The ShakeAlert sensors have been tested on a limited basis in California since 2012 and can provide several seconds of forewarning before a severe earthquake. For instance, some 375 miles northwest of Los Angeles, the Bay Area Rapid Transit utilizes ShakeAlert to automatically slow trains before severe shaking arrives . After this initial testing with partners such as local government entities and private industry, USGS believes ShakeAlert is close to ready for a more public debut.
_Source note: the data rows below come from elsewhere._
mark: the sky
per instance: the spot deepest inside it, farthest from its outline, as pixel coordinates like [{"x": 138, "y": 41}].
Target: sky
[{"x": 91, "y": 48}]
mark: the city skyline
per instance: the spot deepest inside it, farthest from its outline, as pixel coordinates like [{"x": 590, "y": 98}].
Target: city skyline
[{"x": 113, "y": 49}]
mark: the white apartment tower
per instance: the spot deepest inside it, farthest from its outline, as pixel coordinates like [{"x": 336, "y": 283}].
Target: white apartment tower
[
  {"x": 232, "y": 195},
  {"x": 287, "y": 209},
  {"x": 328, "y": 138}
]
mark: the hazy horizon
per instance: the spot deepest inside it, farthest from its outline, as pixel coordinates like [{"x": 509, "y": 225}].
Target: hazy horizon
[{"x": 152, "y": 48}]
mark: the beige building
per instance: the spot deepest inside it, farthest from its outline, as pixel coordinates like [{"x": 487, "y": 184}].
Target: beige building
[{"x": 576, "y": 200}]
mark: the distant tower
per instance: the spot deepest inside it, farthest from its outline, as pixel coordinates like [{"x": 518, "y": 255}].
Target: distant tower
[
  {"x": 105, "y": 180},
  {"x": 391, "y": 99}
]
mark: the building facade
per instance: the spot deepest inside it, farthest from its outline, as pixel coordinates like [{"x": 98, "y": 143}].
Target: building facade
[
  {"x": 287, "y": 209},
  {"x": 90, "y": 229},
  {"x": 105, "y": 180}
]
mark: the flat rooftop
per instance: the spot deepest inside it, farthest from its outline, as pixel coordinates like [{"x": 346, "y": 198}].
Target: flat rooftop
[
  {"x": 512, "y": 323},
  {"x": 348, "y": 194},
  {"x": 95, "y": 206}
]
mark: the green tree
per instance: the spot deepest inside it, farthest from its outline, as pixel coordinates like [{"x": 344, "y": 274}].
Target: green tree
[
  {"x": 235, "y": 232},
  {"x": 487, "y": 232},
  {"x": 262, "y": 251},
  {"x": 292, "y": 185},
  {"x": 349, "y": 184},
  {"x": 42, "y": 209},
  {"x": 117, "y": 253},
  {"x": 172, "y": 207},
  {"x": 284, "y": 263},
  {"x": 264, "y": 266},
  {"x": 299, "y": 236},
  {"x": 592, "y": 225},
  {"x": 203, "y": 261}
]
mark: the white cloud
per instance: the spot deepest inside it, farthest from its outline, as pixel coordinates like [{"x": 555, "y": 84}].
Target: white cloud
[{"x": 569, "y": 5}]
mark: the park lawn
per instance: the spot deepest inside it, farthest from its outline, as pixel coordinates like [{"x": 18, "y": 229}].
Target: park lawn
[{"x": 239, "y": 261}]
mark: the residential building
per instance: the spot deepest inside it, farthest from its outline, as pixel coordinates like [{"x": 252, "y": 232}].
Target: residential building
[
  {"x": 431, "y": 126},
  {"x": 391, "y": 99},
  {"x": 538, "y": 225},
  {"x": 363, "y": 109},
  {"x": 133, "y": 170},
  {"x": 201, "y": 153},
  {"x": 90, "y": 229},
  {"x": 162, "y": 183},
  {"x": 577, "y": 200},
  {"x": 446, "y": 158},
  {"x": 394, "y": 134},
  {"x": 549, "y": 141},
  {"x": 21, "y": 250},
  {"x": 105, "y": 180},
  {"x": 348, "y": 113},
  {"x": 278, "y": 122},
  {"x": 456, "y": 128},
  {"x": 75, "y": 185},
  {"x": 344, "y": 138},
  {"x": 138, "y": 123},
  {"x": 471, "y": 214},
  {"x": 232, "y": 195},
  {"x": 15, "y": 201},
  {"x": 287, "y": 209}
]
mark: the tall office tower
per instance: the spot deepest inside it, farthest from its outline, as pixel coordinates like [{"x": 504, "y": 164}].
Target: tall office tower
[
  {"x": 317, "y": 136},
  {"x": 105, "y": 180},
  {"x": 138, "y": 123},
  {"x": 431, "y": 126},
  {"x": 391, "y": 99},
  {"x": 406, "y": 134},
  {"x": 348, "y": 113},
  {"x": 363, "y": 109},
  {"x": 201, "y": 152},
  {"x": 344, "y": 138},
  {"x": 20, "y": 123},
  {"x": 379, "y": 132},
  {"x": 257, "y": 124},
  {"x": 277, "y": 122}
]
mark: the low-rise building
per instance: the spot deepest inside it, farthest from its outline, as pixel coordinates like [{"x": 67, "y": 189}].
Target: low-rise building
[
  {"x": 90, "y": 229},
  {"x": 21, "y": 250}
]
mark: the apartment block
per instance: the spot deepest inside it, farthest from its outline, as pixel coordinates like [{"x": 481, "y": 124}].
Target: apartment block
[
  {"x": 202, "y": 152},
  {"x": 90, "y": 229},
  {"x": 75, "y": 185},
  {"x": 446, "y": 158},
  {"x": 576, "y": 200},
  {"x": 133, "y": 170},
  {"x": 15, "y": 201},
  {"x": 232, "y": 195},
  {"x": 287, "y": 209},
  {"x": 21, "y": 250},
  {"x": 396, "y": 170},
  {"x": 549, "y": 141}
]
However, effectively alerting the public is far more complex than sharing a warning signal with a select few entities.

“Doing mass alerting with the speeds necessary for earthquake early warning to be effective—that technology doesn’t really exist today,” Given said. Cell carriers can push out emergency alerts, but those warnings are not quick enough to respond to an earthquake. “You may have been in a large meeting when a weather alert or AMBER alert came through, and people’s phones are going off over the course of minutes because there’s a variability in the speed of delivery of those alerts through the cell carriers.”

It doesn’t get much easier when trying the app-based push approach.

“What we’ve been told so far is that if you try to alert hundreds of thousands to millions of people that the alerts will go very, very slow,” Givens explained.  “That’s part of the city of Los Angeles work that we’re doing together. They’re going to develop an app and then we’ll be able to test the speed of delivery through push notifications and see if it really does start to keel over and at what point it starts to slow down.”

The RFP requires that the app must take no longer than 5 seconds to “receive, comprehend, and distribute” the alert to 95 percent of its users, displaying the “shaking intensity” at the users’ location.

An early warning system is very possible, though. In fact, earthquake early warning systems already exist in several other countries, including Japan, Mexico, China, Italy and Taiwan.

According to ShakeAlert’s website, “stable funding to complete the system has not yet been secured” and only two-thirds of the “estimated $16.1 million needed annually to maintain and operate the system has been allocated.” Based on the current 2018 House and Senate appropriations bills, Congress intends maintain level funding for the project at $10.2 million, though it was not included in the President’s budget. California’s Office of Emergency Services and the Los Angeles/Long Beach Urban Areas Security Initiative provide additional funding and support.